Infective nodules are more likely to be localized, are unlikely to be symmetrical, and are more likely to be indolent in the periorbital region.18,19 Initial implant infection can occur within hours of injection, but there is usually no inflammatory response at this stage. The development of an inflammatory response might occur after an interval of weeks or months, possibly due to an inciting event, such as a further injection. When biofilm-associated bacteria do arise from their sessile state, they can manifest clinically as acute infection, abscess, granulomatous inflammation, or mimic a Type 4 allergic reaction clinically and microscopically (Figure 2).13

It remains uncertain whether HA filler can sustain bacterial growth, but we recommend consideration of atypical infection as the cause of any new lesion presenting two weeks after filler injection.4,17,20 The judicious use of antibiotics, in concert with a longitudinal diagnostic process, will help avoid delayed or maltreatment of non-infectious, inflammatory, locally-destructive lesions. 

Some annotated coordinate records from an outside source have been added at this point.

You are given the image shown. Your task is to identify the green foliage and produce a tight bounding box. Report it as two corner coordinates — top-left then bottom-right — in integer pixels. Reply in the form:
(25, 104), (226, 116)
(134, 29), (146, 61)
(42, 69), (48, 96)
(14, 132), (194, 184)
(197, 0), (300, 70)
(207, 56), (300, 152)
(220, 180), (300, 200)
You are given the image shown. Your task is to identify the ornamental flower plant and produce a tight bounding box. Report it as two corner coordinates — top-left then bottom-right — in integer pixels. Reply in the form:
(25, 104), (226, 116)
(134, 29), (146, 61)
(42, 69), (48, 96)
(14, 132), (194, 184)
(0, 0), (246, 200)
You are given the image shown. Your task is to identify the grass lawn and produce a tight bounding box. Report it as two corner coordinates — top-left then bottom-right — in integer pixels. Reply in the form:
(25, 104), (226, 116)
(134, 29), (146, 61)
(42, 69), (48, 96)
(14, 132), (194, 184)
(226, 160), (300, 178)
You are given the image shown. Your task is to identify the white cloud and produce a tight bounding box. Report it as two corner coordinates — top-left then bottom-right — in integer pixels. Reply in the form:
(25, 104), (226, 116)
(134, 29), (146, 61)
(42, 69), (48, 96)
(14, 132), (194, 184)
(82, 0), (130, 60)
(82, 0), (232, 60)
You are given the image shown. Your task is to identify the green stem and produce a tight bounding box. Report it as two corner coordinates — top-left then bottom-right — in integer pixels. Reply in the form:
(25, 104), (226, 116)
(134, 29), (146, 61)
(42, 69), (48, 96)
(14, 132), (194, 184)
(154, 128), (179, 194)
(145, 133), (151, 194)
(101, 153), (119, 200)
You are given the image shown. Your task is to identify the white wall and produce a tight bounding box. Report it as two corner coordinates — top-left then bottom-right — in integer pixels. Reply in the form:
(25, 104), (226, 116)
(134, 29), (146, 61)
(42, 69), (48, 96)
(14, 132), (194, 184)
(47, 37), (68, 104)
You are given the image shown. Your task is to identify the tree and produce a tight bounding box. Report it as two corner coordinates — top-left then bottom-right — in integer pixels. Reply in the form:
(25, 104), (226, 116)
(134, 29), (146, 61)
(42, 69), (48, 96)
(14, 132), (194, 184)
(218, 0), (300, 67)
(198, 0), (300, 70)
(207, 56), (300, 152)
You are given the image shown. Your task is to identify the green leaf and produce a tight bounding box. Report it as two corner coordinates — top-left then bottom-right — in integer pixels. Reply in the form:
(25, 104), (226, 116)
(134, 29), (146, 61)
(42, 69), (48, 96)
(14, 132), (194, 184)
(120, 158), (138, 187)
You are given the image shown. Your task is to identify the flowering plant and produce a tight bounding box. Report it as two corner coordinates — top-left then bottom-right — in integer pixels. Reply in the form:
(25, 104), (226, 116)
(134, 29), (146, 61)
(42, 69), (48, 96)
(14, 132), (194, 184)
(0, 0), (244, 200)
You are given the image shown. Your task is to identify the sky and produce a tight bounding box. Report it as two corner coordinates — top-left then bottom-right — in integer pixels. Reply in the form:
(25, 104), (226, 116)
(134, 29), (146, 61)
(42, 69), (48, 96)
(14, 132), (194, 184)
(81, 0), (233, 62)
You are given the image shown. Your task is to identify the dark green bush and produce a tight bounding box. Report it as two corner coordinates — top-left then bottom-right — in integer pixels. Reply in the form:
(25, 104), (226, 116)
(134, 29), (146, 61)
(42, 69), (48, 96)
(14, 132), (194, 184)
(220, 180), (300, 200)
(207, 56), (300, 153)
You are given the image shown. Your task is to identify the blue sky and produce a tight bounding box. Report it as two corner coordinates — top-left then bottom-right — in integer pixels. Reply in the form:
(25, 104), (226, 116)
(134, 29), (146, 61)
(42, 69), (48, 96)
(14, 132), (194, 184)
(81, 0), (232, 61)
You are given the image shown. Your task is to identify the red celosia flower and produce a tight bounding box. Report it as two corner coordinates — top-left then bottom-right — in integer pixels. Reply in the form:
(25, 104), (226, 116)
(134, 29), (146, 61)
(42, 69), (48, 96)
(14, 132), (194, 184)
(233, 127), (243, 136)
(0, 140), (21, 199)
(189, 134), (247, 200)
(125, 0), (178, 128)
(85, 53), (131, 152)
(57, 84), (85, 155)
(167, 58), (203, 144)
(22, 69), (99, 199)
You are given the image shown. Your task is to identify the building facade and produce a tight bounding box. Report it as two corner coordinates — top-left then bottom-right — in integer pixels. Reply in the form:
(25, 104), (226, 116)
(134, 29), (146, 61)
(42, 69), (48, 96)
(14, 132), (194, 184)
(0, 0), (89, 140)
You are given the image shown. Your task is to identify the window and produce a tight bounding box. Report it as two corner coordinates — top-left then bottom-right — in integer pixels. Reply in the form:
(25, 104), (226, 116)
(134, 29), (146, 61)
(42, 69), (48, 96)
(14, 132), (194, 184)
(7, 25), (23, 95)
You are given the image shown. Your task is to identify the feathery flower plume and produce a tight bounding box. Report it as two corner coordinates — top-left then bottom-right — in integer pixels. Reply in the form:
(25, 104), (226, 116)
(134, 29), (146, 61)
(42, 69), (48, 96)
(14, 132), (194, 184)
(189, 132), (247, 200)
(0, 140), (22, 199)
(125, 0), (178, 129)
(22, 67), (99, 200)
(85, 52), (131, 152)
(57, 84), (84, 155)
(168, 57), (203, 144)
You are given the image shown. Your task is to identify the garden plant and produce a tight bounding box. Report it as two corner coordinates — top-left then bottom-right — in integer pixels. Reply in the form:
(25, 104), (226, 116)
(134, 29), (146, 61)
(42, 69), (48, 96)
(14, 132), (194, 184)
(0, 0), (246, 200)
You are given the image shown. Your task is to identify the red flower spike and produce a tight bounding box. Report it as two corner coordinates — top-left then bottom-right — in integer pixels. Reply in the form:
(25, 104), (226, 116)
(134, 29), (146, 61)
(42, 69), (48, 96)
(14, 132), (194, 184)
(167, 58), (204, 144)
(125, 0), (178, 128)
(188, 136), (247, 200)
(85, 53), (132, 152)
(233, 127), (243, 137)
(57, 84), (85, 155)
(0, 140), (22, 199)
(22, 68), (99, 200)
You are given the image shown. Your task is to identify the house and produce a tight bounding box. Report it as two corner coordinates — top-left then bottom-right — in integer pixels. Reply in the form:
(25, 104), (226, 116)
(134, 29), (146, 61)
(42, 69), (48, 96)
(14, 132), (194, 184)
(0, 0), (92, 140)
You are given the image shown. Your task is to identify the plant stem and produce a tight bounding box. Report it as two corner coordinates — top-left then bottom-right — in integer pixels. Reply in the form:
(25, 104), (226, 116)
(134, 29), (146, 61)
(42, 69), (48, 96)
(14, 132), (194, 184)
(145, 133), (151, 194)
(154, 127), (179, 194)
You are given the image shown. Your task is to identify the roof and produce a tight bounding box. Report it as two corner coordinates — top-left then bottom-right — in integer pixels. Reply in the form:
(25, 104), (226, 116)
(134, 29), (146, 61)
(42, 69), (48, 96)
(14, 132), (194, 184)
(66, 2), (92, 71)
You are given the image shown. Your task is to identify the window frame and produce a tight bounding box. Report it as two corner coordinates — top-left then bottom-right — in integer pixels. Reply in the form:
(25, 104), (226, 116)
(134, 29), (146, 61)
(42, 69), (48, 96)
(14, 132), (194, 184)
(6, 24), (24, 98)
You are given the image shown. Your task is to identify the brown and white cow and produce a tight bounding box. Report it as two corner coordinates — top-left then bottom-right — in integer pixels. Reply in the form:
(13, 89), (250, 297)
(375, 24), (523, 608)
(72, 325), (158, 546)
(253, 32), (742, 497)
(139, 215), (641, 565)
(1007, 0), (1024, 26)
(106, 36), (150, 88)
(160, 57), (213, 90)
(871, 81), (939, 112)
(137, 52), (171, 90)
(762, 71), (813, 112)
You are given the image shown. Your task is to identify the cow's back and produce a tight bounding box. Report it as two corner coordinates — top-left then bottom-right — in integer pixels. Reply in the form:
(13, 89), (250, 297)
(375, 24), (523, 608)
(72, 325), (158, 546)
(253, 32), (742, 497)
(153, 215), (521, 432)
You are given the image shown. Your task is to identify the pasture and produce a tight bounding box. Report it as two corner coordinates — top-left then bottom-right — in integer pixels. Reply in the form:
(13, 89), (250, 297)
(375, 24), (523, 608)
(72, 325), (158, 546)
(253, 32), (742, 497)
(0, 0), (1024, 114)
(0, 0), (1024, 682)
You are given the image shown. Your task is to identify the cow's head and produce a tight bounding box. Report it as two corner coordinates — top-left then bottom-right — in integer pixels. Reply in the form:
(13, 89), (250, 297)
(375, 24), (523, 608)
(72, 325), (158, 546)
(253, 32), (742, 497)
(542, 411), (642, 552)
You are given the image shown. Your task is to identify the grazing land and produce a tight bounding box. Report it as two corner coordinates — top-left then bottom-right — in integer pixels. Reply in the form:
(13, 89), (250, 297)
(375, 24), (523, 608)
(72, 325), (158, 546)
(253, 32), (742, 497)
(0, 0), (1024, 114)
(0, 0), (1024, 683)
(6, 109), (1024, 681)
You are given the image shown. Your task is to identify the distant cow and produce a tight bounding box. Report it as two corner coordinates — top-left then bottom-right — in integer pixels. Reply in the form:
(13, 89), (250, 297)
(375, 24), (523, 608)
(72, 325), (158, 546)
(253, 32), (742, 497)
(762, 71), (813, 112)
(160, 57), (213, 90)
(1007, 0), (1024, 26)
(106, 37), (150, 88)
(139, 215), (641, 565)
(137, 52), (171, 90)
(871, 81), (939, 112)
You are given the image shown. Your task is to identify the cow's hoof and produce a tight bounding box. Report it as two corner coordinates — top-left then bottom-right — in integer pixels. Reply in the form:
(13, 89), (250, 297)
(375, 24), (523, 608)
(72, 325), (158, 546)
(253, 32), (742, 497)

Granuloma. The failure of effective phagocytosis leads to a foreign body granuloma, a foreign body surrounded by epithelioid macrophages, and giant cells of different types. A surrounding infiltrate of T lymphocytes secretes cytokines responsible for ongoing macrophage activation. Macrophages orchestrate the recruitment and activation of fibroblasts, while the excessive and prolonged macrophage response ultimately affects destructive fibrosis.4

While a delayed (Type IV) hypersensitivity reaction can lead to granuloma, the majority of granulomas are believed to be of non-allergic origin. This explains why most patients with a history of granuloma can receive further treatment without recurrence.4 Only patients who have had a delayed hypersensitivity-associated granuloma will have a recurrence or positive intradermal skin test.21

HA filler-related granulomas tend to be cystic and have an incidence estimated to be 0.02 to 0.4 percent.5 This systemic response typically presents many months after treatment and affects multiple, if not all, implantation sites.22 Developing slowly or rapidly, there are often periods of eruption and regression. The soft, non-confined nodules have varying degrees of inflammation and can have purplish pigmentation due to congested dermal capillaries. 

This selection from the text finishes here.